Human Nature chronology
| Dancing in the Street: the Songs of Motown II (2006) | Get Ready (2007) | The Motor City Collection (2008) |

= Get Ready (Human Nature album) =

Get Ready is the seventh studio album by Australian pop vocal group Human Nature and third in their series Motown covers release. It was released on 17 November 2007.

The album features guest appearances by Motown legends Smokey Robinson, The Temptations, Mary Wilson of The Supremes, and Martha Reeves.

The final installment of the Motown trilogy was recorded in Detroit, Las Vegas and Los Angeles over the summer of 2007.
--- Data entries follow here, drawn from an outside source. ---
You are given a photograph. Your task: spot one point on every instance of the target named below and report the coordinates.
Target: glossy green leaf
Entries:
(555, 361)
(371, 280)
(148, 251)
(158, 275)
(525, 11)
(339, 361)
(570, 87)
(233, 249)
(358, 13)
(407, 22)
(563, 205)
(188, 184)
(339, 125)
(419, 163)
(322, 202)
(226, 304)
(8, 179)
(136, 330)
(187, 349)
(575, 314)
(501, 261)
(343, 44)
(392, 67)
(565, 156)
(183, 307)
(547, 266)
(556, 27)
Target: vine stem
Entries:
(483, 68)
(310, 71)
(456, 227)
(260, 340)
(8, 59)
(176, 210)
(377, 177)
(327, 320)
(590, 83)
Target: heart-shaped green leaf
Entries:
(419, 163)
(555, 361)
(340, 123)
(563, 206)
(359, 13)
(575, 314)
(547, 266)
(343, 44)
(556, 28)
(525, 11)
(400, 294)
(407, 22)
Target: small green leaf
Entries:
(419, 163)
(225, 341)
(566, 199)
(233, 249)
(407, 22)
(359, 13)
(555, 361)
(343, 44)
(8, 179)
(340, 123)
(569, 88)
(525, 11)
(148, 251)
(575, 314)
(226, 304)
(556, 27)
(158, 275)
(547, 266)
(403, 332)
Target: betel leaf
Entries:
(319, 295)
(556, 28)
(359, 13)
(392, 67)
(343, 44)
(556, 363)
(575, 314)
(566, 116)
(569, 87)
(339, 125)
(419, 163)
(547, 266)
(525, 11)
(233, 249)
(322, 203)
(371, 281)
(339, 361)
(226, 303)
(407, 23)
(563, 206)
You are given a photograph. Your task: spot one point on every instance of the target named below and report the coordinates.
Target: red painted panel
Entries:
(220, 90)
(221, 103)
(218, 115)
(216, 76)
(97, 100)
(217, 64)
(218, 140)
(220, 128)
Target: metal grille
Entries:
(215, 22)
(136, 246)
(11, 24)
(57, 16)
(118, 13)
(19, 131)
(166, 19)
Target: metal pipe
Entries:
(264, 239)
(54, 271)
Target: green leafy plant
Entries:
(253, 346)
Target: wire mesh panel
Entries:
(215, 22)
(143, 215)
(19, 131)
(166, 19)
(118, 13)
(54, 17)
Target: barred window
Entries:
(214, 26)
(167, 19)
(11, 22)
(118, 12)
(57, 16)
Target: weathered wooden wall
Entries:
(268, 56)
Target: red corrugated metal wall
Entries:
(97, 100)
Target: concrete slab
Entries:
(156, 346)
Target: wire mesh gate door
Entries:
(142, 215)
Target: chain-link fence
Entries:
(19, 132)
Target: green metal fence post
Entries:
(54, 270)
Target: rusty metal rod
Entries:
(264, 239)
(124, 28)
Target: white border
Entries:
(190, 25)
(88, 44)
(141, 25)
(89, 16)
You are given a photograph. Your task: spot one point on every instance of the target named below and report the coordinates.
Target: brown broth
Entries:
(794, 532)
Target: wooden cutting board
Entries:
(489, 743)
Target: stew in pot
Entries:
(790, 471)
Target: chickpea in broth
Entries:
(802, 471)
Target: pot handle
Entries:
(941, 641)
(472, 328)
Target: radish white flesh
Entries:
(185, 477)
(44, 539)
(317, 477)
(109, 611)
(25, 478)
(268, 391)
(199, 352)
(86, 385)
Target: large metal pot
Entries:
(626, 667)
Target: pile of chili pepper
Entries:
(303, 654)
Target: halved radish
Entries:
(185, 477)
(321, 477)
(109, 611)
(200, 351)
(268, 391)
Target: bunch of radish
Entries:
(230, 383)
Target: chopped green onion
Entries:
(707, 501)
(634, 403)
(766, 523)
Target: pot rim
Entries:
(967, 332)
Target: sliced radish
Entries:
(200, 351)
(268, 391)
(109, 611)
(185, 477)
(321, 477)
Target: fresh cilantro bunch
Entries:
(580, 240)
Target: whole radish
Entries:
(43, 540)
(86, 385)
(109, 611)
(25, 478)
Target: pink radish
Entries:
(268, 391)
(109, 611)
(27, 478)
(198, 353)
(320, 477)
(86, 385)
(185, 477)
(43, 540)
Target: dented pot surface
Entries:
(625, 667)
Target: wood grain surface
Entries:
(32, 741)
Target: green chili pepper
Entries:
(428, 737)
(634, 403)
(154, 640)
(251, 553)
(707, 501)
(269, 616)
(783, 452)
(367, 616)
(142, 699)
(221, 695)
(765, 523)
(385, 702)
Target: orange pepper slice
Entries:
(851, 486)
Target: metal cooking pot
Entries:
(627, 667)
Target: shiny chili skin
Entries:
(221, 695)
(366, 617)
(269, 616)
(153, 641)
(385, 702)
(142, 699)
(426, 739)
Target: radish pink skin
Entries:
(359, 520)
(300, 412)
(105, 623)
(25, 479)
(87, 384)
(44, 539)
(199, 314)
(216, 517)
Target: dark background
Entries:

On 24 November 2007 Get Ready hit number two on the ARIA Australian albums chart.

==Track listing==
1. "Get Ready" (with Smokey Robinson) (Smokey Robinson)
2. "River Deep – Mountain High" (with Mary Wilson) (Jeff Barry, Ellie Greenwich, Phil Spector)
3. "The Way You Do the Things You Do" (with The Temptations) (Robinson, Bobby Rogers)
4. "Ain't Nothing Like the Real Thing" (Nickolas Ashford, Valerie Simpson)
5. "It Takes Two" (with Mary Wilson) (Mickey Stevenson, Sylvia Moy)
6. "Easy" (Lionel Richie)
7. "Do You Love Me" (Berry Gordy)
8. "The Tears of a Clown" (with Smokey Robinson) (Robinson, Hank Cosby, Stevie Wonder)
9. "It's the Same Old Song" (Brian Holland, Lamont Dozier, Eddie Holland)
10. "How Sweet It Is (To Be Loved by You)" (Holland, Dozier, Holland)
11. "(I Know) I'm Losing You" (Cornelius Grant, Norman Whitfield, Eddie Holland)
12. "(Love Is Like A) Heat Wave" (with Martha Reeves) (Holland, Dozier, Holland)
13. "I'm Gonna Make You Love Me" (Kenny Gamble, Leon Huff, Jerry Ross)
14. "Ooo Baby Baby" (Robinson, Pete Moore)
15. "Jingle Bells" (bonus track)

==Charts==

| Chart (2007) | Peak position |
|---|---|
| Australian Albums (ARIA) | 2 |

==Certifications==

| Region | Certification | Certified units/sales |
| Australia (ARIA) | Platinum | 70,000^{^} |
^{^} Shipments figures based on certification alone.